Le plus haut degré de l’orgueil ou du mépris de soi est le plus haut degré de l’ignorance de soi.

Démonstration : Cela résulte évidemment des Définitions 28 et 29 des affections.


PROPOSITION LVI

Le plus haut degré de l’orgueil comme de l’abjection marque le plus haut degré d’impuissance de l’âme.
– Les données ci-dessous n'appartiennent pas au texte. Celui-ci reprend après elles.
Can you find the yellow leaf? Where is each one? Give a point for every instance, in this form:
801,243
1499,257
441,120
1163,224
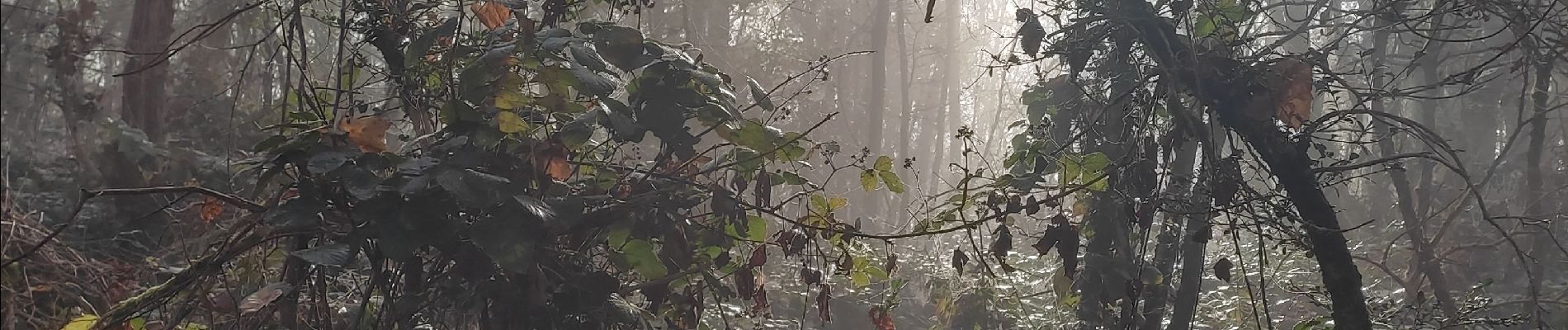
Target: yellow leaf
367,132
552,160
80,323
510,101
210,209
1294,91
491,15
510,122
Démonstration : Le premier fondement de la vertu, c’est de conserver notre être (par le Coroll. de la Propos. 22, part. 4), et cela, selon les ordres de la raison (par la Propos. 14, part. 4). En conséquence, celui qui s’ignore soi-même ignore le fondement de toutes les vertus. De plus, agir par vertu, ce n’est autre chose qu’agir selon les lois de la raison (par la Propos. 24, part. 4), et celui qui agit selon les lois de la raison doit nécessairement savoir qu’il agit ainsi (par la Propos. 43. part. 2). Par conséquent celui qui s’ignore soi-même, et qui partant (comme on vient de le démontrer) ignore toutes les vertus, celui-là est le plus éloigné du monde d’agir par vertu ; d’où il résulte évidemment (par la Déf. 8, part. 4) qu’il est impuissant au plus haut degré ; donc le plus haut degré de l’orgueil ou de l’abjection marque le plus haut degré d’impuissance de l’âme.

Corollaire : Il suit très clairement de cette proposition que les hommes orgueilleux et abjects sont entre les hommes les plus sujets aux passions.